Make is the classic build system, drake was the first popular R implementation of the same idea, which now is considered superseded in favor of targets. The crew page in the targets book explains that we can run targets on the cluster by setting targets::tar_option_set(controller=crew.cluster::crew_controller_slurm(...)).

Conclusions and future work

Like with most things in R, there are a lot of different packages for parallel computing. In machine learning experiments, some algorithms can take a lot of time (deep neural networks), whereas others can be very fast (featureless baseline or linear model). Also there can be different data sets, with very different sizes in terms of numbers of rows and columns. For example Table 1 of our SOAK paper shows 20 data sets, with ~1,000 to ~1,000,000 rows, and 10 to ~10,000 features (1000x differences). So it does not really make sense to schedule these different algorithms and data sets with the same time limits (as is required by SLURM job arrays). A more efficient alternative would be to use crew.cluster, which could start a certain number of SLURM jobs, then keep sending more ML experiments to compute in them, until there is no more work to do, after which the SLURM jobs terminate due to the idle time limit.

This idea would also be useful in any other context with heterogenous run-times between jobs. Another example is data.table nightly revdep checker, which is currently implemented using SLURM shell scripts with job dependencies (setup job, check each package in parallel, analyze results). The dependencies between jobs could be modeled with targets, which could be used with crew.cluster to compute on SLURM. One added bit of complexity is that there are some packages which require less memory than others, and the Heterogeneous workers page explains that this can apparently be handed using crew controller groups: targets::tar_target(resources=targets::tar_resources(crew=targets::tar_resources_crew(controller="large_mem"))). We would have to start two different crew.cluster::crew_controller_slurm() (large_mem and small_mem). To investigate: how many workers would we need? The two slowest packages, which always take more than 9 hours, are haldensify (7 hours per R CMD check) and ctmm (4 hours per R CMD check). There are at least two checks required (master and CRAN versions of data.table), perhaps more if differences are found and git bisect is invoked. Currently checks are run using both R-devel and R-release in the same SLURM job, and that could perhaps be separated into two targets. Using the most recent check times, I get the following estimated number of workers, if we say that we want a result in 16 hours.

> jobs_dt <- data.table::fread("https://rcdata.nau.edu/genomic-ml/data.table-revdeps/analyze/2025-05-15/full_list_of_jobs.csv")
> ipat=list("[0-9]+", as.integer);nc::capture_first_df(jobs_dt, check.time=list(hours_only=ipat,":",minutes_only=ipat,":",seconds_only=ipat))
> jobs_dt[, hours := hours_only+minutes_only/60+seconds_only/60/60]
> large_dt <- data.table::fread("~/projects/data.table-revdeps/large_memory.csv")
> jobs_dt[,gigabytes := ifelse(Package %in% large_dt$Package, 16, 4)]
> jobs_dt[, .(hours=sum(hours)), by=gigabytes][, workers := ceiling(hours/16)][]
   gigabytes    hours workers
       <num>    <num>   <num>
1:         4 442.2181      28
2:        16  22.8375       2

We would have to start the long jobs right away, if we want them to finish before the 16 hour time limit, because the largest job would take about 14 hours (assuming no git bisect).

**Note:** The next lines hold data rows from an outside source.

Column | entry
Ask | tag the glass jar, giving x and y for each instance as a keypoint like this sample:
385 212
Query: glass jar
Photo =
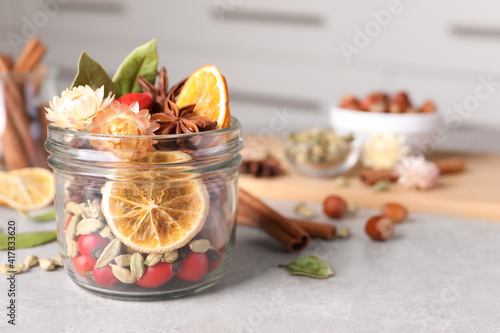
146 216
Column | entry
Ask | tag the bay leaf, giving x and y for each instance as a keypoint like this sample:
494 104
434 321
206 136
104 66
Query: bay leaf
28 239
92 74
309 265
142 61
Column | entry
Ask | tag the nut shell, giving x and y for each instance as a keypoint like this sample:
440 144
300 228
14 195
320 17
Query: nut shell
395 211
380 228
335 207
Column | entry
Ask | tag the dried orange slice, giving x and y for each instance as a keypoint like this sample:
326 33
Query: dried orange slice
27 189
207 89
155 217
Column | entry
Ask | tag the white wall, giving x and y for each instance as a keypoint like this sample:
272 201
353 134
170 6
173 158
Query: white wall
285 53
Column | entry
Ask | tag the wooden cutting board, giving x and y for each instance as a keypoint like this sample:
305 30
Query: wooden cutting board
474 193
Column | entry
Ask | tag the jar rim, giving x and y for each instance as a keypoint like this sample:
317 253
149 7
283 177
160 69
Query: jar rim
235 125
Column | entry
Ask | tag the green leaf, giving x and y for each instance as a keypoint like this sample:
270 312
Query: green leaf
29 239
48 215
142 61
309 265
92 74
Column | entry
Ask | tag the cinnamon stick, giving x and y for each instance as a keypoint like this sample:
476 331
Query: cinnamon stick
451 165
370 177
314 229
31 55
14 155
19 120
288 233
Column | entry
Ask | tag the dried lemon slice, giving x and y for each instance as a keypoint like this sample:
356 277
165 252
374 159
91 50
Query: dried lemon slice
207 88
155 217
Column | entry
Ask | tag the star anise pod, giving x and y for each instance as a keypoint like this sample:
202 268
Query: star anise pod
160 94
181 121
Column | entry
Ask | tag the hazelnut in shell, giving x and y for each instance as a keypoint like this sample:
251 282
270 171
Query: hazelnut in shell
335 207
380 228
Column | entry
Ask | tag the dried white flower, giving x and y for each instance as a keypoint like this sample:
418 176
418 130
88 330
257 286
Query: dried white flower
76 108
383 151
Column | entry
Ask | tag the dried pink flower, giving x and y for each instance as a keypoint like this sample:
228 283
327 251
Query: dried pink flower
415 172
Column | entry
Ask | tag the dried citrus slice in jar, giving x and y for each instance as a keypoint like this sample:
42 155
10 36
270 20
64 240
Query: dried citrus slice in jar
207 88
27 189
155 217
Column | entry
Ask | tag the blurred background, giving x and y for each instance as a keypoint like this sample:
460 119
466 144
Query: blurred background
291 56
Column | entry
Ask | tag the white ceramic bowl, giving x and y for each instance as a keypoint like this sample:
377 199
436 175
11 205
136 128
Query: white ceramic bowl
417 128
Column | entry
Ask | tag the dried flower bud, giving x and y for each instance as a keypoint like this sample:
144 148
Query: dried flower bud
46 264
58 261
30 261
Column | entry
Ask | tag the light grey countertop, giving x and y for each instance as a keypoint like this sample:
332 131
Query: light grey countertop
438 274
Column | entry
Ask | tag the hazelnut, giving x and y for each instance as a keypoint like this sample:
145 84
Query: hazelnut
380 228
428 107
396 212
349 102
399 103
335 207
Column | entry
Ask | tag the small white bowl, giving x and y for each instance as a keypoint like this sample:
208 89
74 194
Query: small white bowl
418 128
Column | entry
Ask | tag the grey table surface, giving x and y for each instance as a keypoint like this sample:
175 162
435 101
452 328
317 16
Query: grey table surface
438 274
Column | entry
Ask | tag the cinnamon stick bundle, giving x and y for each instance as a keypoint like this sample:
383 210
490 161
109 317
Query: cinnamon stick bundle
288 233
20 148
314 229
451 165
370 177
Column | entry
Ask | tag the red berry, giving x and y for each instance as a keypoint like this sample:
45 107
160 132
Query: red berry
92 245
68 221
104 276
84 264
155 276
144 99
194 267
214 259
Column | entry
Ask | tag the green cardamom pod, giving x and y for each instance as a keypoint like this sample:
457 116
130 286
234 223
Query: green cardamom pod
200 245
123 260
153 258
88 226
137 265
110 252
171 256
123 274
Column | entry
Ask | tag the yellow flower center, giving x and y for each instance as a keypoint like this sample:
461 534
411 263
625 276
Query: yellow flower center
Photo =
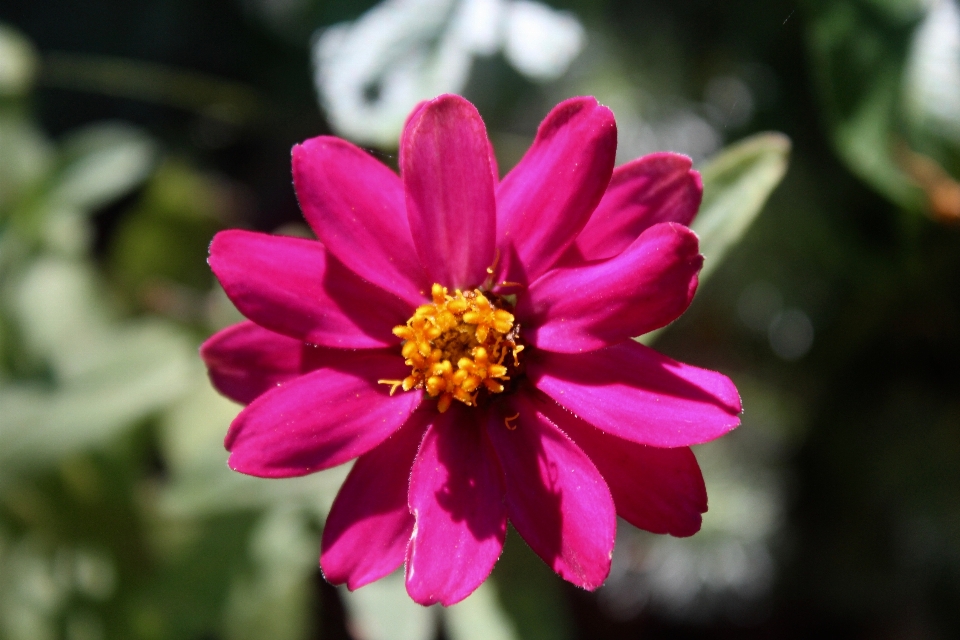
460 347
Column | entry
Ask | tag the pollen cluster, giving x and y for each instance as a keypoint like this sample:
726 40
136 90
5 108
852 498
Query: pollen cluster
461 346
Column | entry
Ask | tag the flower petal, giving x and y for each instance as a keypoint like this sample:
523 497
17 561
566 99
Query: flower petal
597 304
294 287
456 496
556 498
356 207
660 187
245 360
366 533
544 202
635 393
323 418
659 490
445 165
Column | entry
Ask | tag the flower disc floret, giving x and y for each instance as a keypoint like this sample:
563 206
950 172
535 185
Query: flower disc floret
459 347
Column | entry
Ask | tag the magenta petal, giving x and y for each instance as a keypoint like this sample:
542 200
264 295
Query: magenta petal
456 496
635 393
660 187
294 287
323 418
356 207
445 165
556 498
597 304
246 360
544 202
659 490
366 534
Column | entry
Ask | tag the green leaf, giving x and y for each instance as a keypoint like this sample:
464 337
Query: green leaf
736 185
105 374
859 51
101 163
201 483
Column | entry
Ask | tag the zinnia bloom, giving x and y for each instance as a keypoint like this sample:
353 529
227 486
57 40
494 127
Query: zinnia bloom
469 341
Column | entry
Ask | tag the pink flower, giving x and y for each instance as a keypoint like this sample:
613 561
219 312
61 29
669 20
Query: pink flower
469 340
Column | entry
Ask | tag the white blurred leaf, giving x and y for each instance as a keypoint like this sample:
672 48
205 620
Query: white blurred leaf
933 70
382 610
148 369
479 617
370 73
541 42
25 157
736 185
106 374
102 162
18 62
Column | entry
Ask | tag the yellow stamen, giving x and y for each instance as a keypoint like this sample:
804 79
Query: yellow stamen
456 346
393 384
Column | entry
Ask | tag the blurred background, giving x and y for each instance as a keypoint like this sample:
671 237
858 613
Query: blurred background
130 132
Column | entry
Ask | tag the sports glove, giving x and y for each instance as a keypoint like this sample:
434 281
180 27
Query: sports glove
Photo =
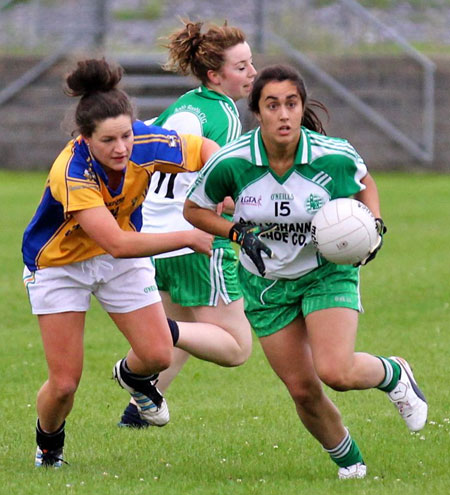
381 229
247 236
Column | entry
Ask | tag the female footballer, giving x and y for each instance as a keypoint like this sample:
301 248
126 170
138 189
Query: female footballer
84 239
303 309
193 286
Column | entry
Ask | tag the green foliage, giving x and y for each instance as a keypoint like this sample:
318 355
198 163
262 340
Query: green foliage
235 431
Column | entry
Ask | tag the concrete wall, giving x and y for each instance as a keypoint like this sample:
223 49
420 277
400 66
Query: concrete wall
31 135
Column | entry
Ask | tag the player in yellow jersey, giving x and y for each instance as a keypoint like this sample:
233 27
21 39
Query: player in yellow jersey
84 239
208 289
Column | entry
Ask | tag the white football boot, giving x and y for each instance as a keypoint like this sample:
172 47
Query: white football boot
358 470
408 398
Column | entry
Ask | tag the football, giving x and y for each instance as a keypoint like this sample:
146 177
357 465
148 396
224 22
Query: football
344 231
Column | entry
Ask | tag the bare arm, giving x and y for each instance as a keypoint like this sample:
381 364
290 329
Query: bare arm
208 148
102 227
207 220
370 195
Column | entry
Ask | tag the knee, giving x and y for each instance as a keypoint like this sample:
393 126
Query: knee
336 378
64 387
158 359
304 392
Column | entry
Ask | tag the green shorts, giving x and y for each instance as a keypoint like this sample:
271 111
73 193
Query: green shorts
270 305
197 280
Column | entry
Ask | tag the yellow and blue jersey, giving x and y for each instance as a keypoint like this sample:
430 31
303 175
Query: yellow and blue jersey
77 182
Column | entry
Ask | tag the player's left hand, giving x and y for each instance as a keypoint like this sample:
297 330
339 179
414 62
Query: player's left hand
381 229
248 238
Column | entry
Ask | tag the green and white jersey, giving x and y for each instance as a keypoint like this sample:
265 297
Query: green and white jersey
324 168
201 112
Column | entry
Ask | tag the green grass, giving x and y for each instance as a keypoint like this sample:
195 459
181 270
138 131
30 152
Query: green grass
235 431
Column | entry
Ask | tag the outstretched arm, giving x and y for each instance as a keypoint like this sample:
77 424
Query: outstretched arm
207 220
102 227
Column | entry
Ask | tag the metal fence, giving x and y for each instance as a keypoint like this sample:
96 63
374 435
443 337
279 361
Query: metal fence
312 32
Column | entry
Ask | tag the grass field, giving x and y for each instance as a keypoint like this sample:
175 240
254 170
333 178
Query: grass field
235 431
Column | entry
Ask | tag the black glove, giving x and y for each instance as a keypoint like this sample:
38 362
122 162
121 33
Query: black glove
381 229
247 236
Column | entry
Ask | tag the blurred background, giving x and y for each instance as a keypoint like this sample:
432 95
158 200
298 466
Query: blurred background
380 66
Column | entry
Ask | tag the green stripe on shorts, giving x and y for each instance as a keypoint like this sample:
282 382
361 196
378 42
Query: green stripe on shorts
270 305
197 280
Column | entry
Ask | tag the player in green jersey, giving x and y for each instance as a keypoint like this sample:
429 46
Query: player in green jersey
194 287
303 308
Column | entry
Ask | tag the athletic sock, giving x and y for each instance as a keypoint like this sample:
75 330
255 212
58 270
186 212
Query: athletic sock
392 374
141 383
50 441
346 453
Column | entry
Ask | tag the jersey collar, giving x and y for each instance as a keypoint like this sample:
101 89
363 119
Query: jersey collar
214 95
259 154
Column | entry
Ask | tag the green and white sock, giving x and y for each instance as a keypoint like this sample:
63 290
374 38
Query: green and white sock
392 376
346 453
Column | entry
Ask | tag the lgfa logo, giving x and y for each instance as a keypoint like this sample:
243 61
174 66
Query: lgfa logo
251 201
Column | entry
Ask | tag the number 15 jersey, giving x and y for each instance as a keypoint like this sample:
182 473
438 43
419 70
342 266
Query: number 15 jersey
324 168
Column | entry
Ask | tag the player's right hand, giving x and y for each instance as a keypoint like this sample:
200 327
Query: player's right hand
381 229
200 241
247 236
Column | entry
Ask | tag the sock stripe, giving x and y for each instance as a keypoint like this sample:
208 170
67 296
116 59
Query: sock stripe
342 449
389 372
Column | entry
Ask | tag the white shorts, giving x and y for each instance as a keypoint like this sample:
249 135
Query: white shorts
120 285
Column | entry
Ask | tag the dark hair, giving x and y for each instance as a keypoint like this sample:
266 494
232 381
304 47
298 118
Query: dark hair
286 73
194 52
96 82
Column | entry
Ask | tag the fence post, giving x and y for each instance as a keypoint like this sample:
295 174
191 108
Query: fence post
260 18
100 15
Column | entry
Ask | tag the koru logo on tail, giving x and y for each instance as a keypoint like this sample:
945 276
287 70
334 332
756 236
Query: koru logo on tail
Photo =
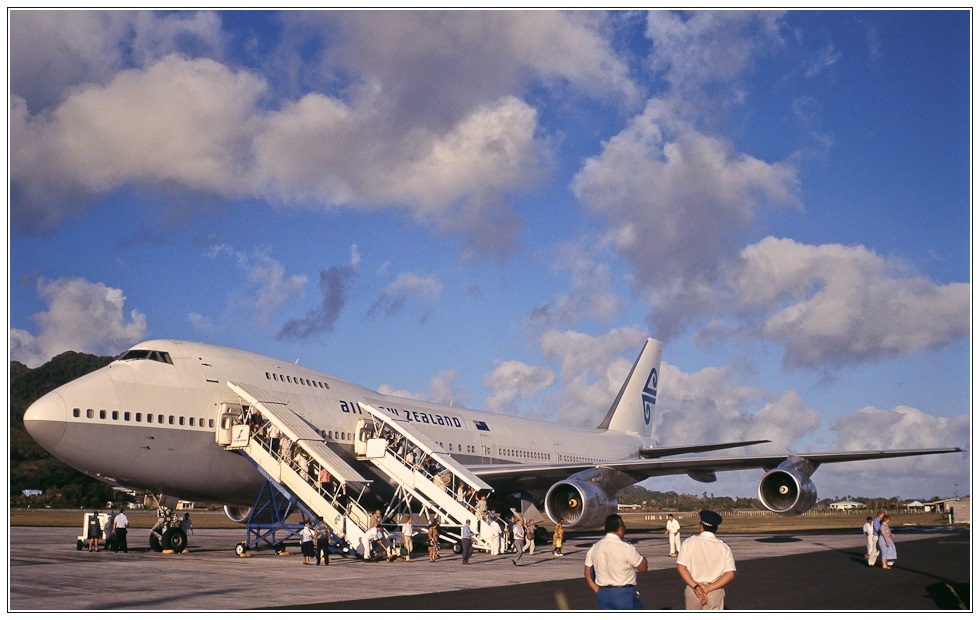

Overall it seems like rush/clustermq/crew.cluster would be worth investigating for ML benchmark experiments, and targets for the data.table revdep checker. In comparison to crew, rush seems to be more flexible (only centralized database, no need for central controller that sends jobs to workers). In detail, rush workers can each decide what they want to work on, then register that key with the central database, so the other workers can avoid working on the same problem. This architecture is a better fit for some problems such as hyper-parameter search. However crew seems easier to setup (no need for redis database), and sufficient for simpler problems like ML benchmark experiments (where all of the combinations can be enumerated in advance).